Krisis Moneter 1997-1998 merupakan shock terbesar yang pernah terjadi dalam perekonomian Indonesia, selain masa-masa gelap perekonomian orde lama di jaman Soekarno. Runtuhnya perekonomian disebabkan lemahnya pondasi perekonomian Indonesia yang diterpa badai krisis perekonomian yang berkecamuk di Asia. Perusahaan-perusahaan perbankan hancur, puluhan bank pun dilikuidasi sebagian di merger. 

Bila kita telisik lebih dalam maka kita akan menemukan sedikit keterlibatan atau andil Akuntan Publik dalam hancurnya perekonomian Indonesia. Yah, sudah rahasia umum kalau sebagian Akuntan Publik beroperasi layaknya tukang jahit. Yaitu berusaha memenuhi pesanan opini dari klien yang membayar mereka. 

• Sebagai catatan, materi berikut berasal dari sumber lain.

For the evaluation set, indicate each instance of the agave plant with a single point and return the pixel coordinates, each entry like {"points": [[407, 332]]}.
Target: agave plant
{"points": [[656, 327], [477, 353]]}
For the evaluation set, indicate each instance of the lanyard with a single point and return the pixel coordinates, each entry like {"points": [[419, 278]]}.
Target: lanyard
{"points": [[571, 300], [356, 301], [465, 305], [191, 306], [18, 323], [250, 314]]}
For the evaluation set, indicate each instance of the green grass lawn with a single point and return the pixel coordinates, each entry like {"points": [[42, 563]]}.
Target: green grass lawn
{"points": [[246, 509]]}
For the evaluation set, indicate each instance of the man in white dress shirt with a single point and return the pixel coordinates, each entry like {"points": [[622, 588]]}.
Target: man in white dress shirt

RUU akuntan publik yangs sedang digodok di DPR, mengusulkan adanya ancaman pidana bagi Akuntan Publik yang operasinya seperti ini yaitu pasal 63 dan 64. Pasal 63 ayat (1) RUU Akuntan Publik mengatakan, Akuntan Publik yang melakukan atau membantu memanipulasi data yang berkaitan dengan jasa yang diberikan, dan dengan sengaja melakukan tindakan yang mengakibatkan kertas kerja dan/atau dokumen lain yang berkaitan dengan pemberian jasanya, serta memberikan pernyataan yang tidak benar atau memberikan dokumen palsu atau yang dipalsukan untuk mendapatkan atau memperpanjang izin Akuntan Publik, dipidana dengan pidana penjara paling lama enam tahun dan pidana denda paling banyak Rp300 juta.
 
Ayat (2) pasal yang sama menyatakan, Akuntan Publik yang dengan sengaja tidak mematuhi dan tidak melaksanakan Standar Profesional Akuntan Publik serta ketentuan peraturan perundang-undangan yang berkaitan dengan jasa yang diberikan dan menimbulkan kerugian bagi pihak lain dipidana dengan pidana penjara paling lama empat tahun dan pidana denda paling banyak Rp200 juta. Sedangkan, Pasal 64 menyatakan apabila ketentuan sebagaimana dimaksud dalam Pasal 63 dilakukan oleh Pihak Terasosiasi maka dipidana dengan pidana penjara paling lama enam tahun dan pidana denda paling banyak Rp300 juta.

Sebenarnya isi RUU itu adalah dalam rangka melindungi kepentingan masyarakat dan negara dari moral hazard yang kerap dilakukan oleh profesi akuntan publik. Yah, itu adalah punishment yang layak bagi para tukang jahit. Kalau nggak mau kena delik pasal itu, pilihannya sangat jelas. …Akuntan Publik jangan kayak tukang jahit.